His plane soon “got hit, got burned (and) sunk,” he said. “I had the experience of swimming through burning oil and water.”

But Long added that he was lucky. “The other guys weren’t that day,” he said. Thirty-three PBYs at the base were damaged or destroyed. Eighteen sailors and two civilians were killed.

The Princess of the Stars, which is based in Eugene, Ore., was even repainted to represent the colors of a VP (Patrol Squadron) 14 PBY based out of Kaneohe Bay at the time.

“Knowing that we were going over there, we wanted a fitting tribute to the veterans and also the people that didn’t make it,” Houghton said.

Marine Corps veteran Coy Pfaff’s grandfather, Stuart Barr, bought the PBY from a museum in France. Pfaff now is director of Soaring by the Sea Foundation for the “upkeep of the aircraft and to keep the thing flying, keep people educated about it,” he said.

PBYs could be used for long-range reconnaissance, bombing, resupply, aircrew rescue and other tasks.
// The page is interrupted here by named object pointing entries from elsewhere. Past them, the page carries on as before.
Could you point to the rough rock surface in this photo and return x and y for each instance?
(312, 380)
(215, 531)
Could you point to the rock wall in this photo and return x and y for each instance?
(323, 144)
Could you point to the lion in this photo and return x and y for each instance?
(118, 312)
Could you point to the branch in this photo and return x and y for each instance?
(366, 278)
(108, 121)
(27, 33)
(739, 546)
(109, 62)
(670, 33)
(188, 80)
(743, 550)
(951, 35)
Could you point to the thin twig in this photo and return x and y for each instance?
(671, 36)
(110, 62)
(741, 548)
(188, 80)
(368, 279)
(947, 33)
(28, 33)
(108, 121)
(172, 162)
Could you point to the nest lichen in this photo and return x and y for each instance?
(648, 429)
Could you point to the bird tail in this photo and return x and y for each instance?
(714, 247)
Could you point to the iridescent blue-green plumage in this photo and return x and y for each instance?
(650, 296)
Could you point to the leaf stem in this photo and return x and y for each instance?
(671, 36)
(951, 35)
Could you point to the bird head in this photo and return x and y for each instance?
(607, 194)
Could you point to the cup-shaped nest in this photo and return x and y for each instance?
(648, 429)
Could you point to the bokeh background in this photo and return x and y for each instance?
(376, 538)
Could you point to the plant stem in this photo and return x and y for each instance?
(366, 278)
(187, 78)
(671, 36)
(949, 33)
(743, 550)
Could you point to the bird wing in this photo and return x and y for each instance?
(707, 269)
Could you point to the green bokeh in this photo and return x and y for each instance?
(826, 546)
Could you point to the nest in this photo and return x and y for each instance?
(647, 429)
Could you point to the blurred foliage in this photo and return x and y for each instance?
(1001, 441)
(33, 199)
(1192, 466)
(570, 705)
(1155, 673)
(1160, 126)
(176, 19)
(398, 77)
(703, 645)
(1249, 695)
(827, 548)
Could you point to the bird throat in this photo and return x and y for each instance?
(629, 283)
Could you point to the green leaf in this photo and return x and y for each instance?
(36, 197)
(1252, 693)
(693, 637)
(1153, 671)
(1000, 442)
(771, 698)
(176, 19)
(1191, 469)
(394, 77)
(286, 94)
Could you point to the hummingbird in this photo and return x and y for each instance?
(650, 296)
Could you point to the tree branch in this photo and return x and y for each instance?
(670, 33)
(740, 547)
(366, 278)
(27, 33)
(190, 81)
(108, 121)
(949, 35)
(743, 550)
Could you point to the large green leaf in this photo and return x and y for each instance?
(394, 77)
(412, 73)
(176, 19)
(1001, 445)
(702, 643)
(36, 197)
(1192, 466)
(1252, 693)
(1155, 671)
In the Battle of Midway in 1942, PBYs searched out hundreds of miles along probable Japanese approach routes.

Encountering Japanese transports in the early hours of June 4, the slow patrol planes hit the oiler Akebono Maru with one torpedo — the only successful U.S. aerial torpedo attack of the entire battle, according to the Navy. A PBY later reported the first contact with the Japanese carrier force.

The Princess of the Stars was built in 1943 under license in Canada and was based out of Greenland and Iceland, Houghton said.

Late in the war the PBY discovered a German submarine off Iceland. The third of four bombs made contact and U-342 went down. “It was the U-boat’s first cruise, so their first mission out, they got sunk,” Houghton said.

Pfaff came to Oahu on the Navy amphibious assault ship USS Essex with the PBY after a two-week quarantine in San Diego and testing negative for coronavirus.

“We’re here for the veterans,” Pfaff said, adding that, “Everything else is secondary.” Coronavirus has complicated planning and the latest cancellations include the premiere of the documentary “First to Fight — Pacific War Marines,” and a 75th commemoration dinner.

The Pacific Northwest Naval Air Museum out of Whidbey Island, Wash., helped sponsor the PBY trip to Hawaii in support of the more than 52 World War II veterans still expected to attend.

Houghton, one of the pilots, said “it’s an adventure every time” flying a PBY. “It’s a big airplane. Its design dates back to 1935. So it’s not modern by any means, and a lot of quirks, a lot of peculiarities, but it’s always a pleasure.”

He added that taking off from Pearl Harbor, the main target of the Dec. 7, 1941, attack, was “very humbling.”

“There’s a lot of history here,” he said, “and there’s a lot of people that didn’t make it out of that situation.”